The monetary policy committee (MPC) of the Central Bank of Nigeria (CBN) has cut the monetary policy rate (MPR) from 27 per cent to 26.5 per cent.
CBN governor, Olayemi Cardoso, made this known at a press conference at the end of the 304th meeting of the Monetary Policy Committee (MPC) in Abuja, on Tuesday.
The rate cut is the lowest since May 2024, when the interest rate stood at 26.25 per cent.
The MPC’s decision follows a drop in Nigeria’s inflation rate to 15.10 per cent in February 2026. It also comes six months after the MPR was cut to 27 per cent in September 2025.
Cardoso said the committee members unanimously voted to reduce the rate by 50 basis points from 27 per cent to 26.5 per cent, while other facilities remained unchanged.
“The cash reserve ratio (CRR) is retained at 45 percent for DMBs; and 16 percent for merchant banks respectively, and 75% for Non-TSA public sector deposits,” the CBN governor said.

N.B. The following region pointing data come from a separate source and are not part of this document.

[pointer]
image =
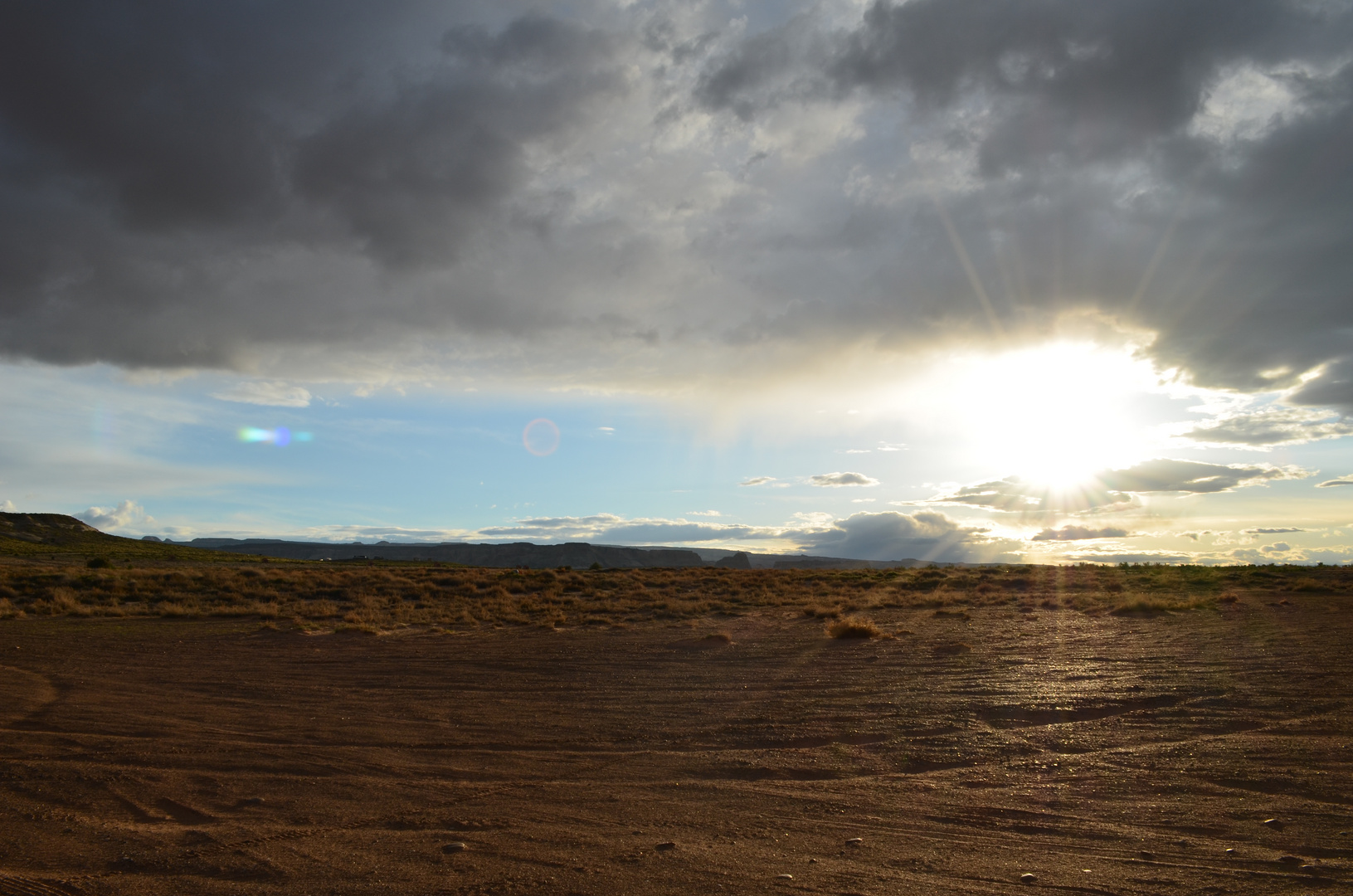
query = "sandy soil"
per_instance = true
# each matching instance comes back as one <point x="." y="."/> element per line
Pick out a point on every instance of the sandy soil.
<point x="1100" y="754"/>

“Liquidity ratio (LR) remained unchanged at 30 percent and the asymmetric corridor retained by +50/-450 basis points around the MPR.”
The CBN governor explained that the committee’s decision was premised on a balanced evaluation of risks to the outlook, which suggests that the ongoing disinflation trajectory would continue.
“The sustained deceleration in year-on-year headline inflation in January 2026 marks the 11th consecutive month of decline.”
The CBN governor further said there were notable improvements in the external sector, with gross external reserves rising to $50.45 billion as of February 16, 2026 — the highest in 13 years.